Nos equivocamos, claro, y se ha demostrado hoy. A principios de esta semana, El Jueves empezó a difundir en las redes sociales la portada que pensaban sacar el miércoles atendiendo a la noticia que mandaba en la actualidad, esto es, la abdicación del rey. Como ya ha pasado en otras ocasiones, la portada pensada originalmente (un chiste sobre la irrupción de Pablo Iglesias en la política nacional) tenía que ser sustituida por otra referida al magno evento, lo que suponía “parar las rotativas”, como en las películas y cambiarla urgentemente por la imagen que estuvimos viendo hasta ayer mismo. Extrañamente, en El Periódico aparece una viñeta de Ferreres que es casi idéntica a la portada abdicante. El miércoles la revista no está en los quioscos, las imágenes de repente dejan de aparecer y sólo un tuit tardío nos informa de que se ha tenido que retrasar la edición un día, hasta hoy. Me acerco por la mañana al kiosco y, cuando veo a Pablo Iglesias encabezando la publicación, le pregunto al quiosquero si ha llegado la de esta semana. “Es esa”, me contesta, “es que esta semana ha llegado un día tarde”. Me rasco la cabeza pero la compro igual y la hojeo rápidamente mientras regreso a casa: La portada difundida con el rey pasándole una corona llena de mierda a su hijo no aparece ni en la sección “Teníamos más portadas…”, ni en páginas centrales, donde sí sale una colección de bocetos con un pequeño texto informando de que “no conseguían decidirse por una” (???). El rumor que empezó a correr el miércoles por la noche parecía hacerse realidad: alguien ha censurado la portada. ¿La propia revista? No era imposible, pero sí difícil de creer…

Hoy hemos conocido lo siguiente (historia más o menos completa en El Diario): RBA, dueña de la revista desde hace algunos años, exigió la retirada de la portada. Las razones aún están poco claras, pero apuntan a que, con o sin presiones de Zarzuela (yo aquí sólo puedo especular… y especulo que sí, que las hubo), el propietario no sólo obliga a retornar a la portada original con Pablo Iglesias, sino a destruir los 60.000 ejemplares ya impresos con la mierdabdicación, y además “sugiere” a la redacción que no se hable de la casa real en portada durante las próximas semanas. Manel Fontdevila, autor de la portada, exige explicaciones y, según se las dan, abandona inmediatamente la revista. Poco antes de confirmar esto, Albert Monteys anuncia también su dimisión. Entre ambos formaban el núcleo duro de la publicación, con gran ascendiente en la toma de decisiones y la línea ideológica, por lo que su salida significa, efectivamente, la desintegración de la revista tal y como la conocíamos en los últimos lustros.

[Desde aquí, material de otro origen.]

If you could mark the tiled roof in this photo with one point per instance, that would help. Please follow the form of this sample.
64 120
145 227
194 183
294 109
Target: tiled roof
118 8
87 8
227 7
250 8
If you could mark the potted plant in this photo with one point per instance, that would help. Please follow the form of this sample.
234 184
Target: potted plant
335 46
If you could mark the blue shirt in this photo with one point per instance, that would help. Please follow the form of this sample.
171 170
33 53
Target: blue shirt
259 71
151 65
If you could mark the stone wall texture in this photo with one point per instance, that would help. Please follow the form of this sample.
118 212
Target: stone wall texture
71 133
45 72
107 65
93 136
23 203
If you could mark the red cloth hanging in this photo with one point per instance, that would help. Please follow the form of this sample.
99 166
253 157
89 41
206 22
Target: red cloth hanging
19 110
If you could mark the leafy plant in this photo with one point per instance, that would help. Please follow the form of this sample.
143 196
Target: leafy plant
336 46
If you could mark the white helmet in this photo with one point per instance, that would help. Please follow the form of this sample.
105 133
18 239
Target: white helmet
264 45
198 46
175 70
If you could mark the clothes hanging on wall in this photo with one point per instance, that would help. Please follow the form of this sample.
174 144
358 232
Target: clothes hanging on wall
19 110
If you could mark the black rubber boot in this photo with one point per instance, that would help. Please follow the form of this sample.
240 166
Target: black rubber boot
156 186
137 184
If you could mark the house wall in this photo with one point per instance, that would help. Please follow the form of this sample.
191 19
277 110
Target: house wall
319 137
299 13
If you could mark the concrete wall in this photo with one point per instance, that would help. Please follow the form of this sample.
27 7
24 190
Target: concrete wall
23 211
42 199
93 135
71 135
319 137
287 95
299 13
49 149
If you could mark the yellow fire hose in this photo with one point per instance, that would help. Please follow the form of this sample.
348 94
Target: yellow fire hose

Pocas horas después les siguieron Guillermo Torres (uno de los más veteranos de la revista), Isaac Rosa, Paco Alcázar, Bernardo Vergara, Luis Bustos y Manuel Bartual, que había cerrado su serie regular hacía dos semanas y decidió cancelar las colaboraciones esporádicas que tenía pactadas. Me consta que otros se lo están pensando, igual que me consta que para los que se han ido ha sido una decisión valiente y muy difícil. Han puesto su dignidad y sus principios por delante de todo lo demás, lo cuál les honra, y mucho.

El paso del antiguo rey al nuevo no cambia nada de este régimen: sigue habiendo intocables, constitucionalmente intocables incluso, que estarán blindados y protegidos por una tropa de políticos, jueces, empresarios y periodistas —y, por desgracia, también ciudadanos de a pie— aduladores, vasallos, serviles, entregados cortesanos que preferirán vender su alma a su señor, pasándose la libertad de expresión y la de prensa por el forro de sus calzoncillos, tan cagados como la dichosa portada. Es lo que he afirmado aquí muchas veces: las libertades deben ganarse día a día, gota a gota, porque basta una sacudida para desintegrarlas. Esta vez no hizo falta poner una bomba, bastó la orden del empresario. Pero el principio es el mismo.